Thai Police Back Down After Move to Disperse Protests

by Ron Corben

Thai police moved to disperse anti-government protesters occupying key areas of Bangkok only to retreat amid fears of potential violence. Anti-government protesters are likely to be joined by hundreds of rice farmers complaining about delayed payments in a rice price support scheme.
 
Some 5,000 police with shields at the ready began their operation early Friday to disperse anti-government protesters occupying areas of Bangkok since late last year in a bid to force Prime Minister Yingluck Shinawatra to resign.
 
The anti-government People's Democratic Reform Council campaign stepped up its activities in mid-January by blocking key intersections and occupying key government buildings.
 
In response, Yingluck's administration imposed a 60-day state of emergency across the city and nearby provinces.
 
Friday's police operation came as Thailand marked a Buddhist holiday, leaving many protest sites with few on hand as people visited temples. 
 
There were no serious outbreaks of violence, but police retreated from a government administrative center about 25 kilometers from central Bangkok when protesters led by a Buddhist monk blocked their path.
 
Since protests began last year, at least 10 people have died and hundreds injured.
  
Panitan Wattanaygorn, a political scientist and former government spokesman, said a decision to move against the sites appeared designed to take advantage of fewer numbers and came ahead of a civil court decision on the validity of the emergency decree due on Wednesday.
 
"The government and the police are concerned if the [civil] court give a verdict to ban the use of the emergency decree, the operations would be more difficult.

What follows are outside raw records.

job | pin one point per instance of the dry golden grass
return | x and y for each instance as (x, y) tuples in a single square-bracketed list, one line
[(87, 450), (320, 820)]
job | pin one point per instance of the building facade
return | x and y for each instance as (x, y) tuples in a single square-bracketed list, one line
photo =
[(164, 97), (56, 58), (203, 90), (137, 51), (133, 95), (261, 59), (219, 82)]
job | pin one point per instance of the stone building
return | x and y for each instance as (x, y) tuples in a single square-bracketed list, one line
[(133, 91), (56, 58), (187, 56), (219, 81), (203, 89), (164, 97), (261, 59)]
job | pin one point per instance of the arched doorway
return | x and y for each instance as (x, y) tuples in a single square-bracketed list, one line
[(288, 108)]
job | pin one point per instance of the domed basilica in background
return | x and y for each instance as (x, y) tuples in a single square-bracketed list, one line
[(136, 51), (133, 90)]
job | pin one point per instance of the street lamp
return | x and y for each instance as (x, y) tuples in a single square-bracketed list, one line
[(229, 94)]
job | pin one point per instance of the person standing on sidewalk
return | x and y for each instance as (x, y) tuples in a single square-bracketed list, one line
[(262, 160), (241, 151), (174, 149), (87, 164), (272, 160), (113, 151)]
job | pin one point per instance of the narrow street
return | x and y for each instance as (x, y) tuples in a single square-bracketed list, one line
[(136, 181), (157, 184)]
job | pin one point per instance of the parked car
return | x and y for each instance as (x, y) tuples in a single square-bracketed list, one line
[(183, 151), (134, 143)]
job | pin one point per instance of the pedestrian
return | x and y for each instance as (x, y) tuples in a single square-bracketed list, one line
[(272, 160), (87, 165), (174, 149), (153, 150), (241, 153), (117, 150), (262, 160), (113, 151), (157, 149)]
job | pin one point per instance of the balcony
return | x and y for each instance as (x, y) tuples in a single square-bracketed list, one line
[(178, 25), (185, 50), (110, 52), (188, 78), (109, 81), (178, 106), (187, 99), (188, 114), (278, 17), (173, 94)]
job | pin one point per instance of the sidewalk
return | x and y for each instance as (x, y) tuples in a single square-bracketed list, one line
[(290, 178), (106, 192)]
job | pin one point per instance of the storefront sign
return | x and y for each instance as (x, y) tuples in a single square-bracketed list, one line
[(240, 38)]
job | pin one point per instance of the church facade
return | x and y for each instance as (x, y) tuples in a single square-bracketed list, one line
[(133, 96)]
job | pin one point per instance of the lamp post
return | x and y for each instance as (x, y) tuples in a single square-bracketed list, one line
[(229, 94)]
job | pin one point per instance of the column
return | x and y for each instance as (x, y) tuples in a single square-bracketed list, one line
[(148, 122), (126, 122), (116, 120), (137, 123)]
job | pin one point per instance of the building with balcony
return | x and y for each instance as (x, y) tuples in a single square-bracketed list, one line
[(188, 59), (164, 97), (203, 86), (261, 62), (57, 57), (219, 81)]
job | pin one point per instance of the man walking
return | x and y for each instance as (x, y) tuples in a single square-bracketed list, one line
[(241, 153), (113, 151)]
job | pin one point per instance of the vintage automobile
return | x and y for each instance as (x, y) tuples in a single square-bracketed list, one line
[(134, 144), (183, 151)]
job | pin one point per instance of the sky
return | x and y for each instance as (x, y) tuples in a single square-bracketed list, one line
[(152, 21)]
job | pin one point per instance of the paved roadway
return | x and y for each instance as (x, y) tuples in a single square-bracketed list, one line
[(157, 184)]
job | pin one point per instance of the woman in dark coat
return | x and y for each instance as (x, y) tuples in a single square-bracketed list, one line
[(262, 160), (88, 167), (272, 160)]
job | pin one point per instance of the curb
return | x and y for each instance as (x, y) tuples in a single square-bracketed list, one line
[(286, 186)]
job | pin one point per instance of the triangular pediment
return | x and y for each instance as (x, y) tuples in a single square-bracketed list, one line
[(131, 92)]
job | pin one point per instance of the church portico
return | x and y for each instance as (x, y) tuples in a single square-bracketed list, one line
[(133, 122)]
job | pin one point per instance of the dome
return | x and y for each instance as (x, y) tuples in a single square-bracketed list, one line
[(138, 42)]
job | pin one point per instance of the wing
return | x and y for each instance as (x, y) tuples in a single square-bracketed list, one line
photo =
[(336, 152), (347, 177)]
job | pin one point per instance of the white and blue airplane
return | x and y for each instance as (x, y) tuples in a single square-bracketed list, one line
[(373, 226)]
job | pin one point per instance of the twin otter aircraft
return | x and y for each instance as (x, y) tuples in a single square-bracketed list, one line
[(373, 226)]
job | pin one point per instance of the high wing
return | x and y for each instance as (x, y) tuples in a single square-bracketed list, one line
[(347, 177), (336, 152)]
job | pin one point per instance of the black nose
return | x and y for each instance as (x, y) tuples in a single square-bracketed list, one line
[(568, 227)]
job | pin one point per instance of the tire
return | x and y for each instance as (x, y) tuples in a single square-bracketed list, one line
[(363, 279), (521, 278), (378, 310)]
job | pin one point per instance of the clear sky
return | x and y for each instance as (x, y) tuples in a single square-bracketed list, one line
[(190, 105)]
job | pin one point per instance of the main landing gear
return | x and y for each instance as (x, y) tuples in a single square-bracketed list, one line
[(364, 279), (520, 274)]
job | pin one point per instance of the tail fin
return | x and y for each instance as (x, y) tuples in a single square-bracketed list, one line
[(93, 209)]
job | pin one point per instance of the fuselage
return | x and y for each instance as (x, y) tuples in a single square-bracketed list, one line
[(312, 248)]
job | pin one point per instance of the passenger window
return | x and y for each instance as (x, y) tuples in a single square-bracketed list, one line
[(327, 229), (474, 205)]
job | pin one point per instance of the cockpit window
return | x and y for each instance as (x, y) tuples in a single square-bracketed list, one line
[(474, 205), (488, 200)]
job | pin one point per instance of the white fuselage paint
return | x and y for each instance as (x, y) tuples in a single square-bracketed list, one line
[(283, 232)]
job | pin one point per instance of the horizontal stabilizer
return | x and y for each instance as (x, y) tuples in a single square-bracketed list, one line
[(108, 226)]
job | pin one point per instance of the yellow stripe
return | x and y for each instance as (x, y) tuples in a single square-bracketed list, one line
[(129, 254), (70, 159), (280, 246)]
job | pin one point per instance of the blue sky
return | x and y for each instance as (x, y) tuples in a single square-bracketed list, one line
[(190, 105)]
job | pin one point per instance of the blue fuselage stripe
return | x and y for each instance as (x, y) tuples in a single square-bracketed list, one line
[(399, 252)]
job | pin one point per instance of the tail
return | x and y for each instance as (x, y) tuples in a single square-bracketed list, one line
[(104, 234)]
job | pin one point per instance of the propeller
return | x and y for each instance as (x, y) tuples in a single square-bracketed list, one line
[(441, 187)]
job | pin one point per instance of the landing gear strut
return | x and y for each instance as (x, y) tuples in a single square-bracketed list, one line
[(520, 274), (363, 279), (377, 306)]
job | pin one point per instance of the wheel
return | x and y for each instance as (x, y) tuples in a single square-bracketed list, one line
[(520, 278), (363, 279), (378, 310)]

But now they have retreated they are afraid of the political consequences as these protesters may regroup and try to challenge [the police]," said Panitan.
 
Thailand's political landscape remains highly uncertain, despite national polls held on February 2. The polls were boycotted by the opposition and face legal challenges.
 
Yingluck's Pheu Thai Party-led government has faced on-going protests since her government sought to pass an amnesty bill last year analysts say was aimed to clear her older brother, former leader Thaksin Shinawatra, of corruption charges.
 
The protests escalated into calls for the government to resign.
 
Added pressure has come from hundreds of rice farmers rallying in Bangkok, angered over long delays in payment over a controversial rice pledging scheme.
 
Speaking to Thai media, one woman wept as she pleaded for the government to find outstanding funds, asking how she was going to feed her children, begging for sympathy and saying that the government needed to recognize their problem.
 
The populist rice price program faces widespread allegations of corruption, and Yingluck is also under investigation in connection with the more than $19 billion in losses run up by the program so far.
 
Anti-government protesters launched a campaign to assist the farmers in raising funds to support legal action the farmers will take against the government.
 
PDRC spokesman Akanat Promphan said political pressures are still on the prime minister.    
 
"I question her perseverance in this scheme. I think she's still human -- if we keep on the pressure in the end its only a matter of time before she decides to resign -- but you have to keep on the pressure," said Akanat.
 
Yingluck said that any delays are legal issues and called for farmers to have patience with the government
 
Besides calling for the prime minister and Cabinet to resign, the PDRC is seeking political reforms before fresh elections are held. Political analysts say talks to end the deadlock have been under way.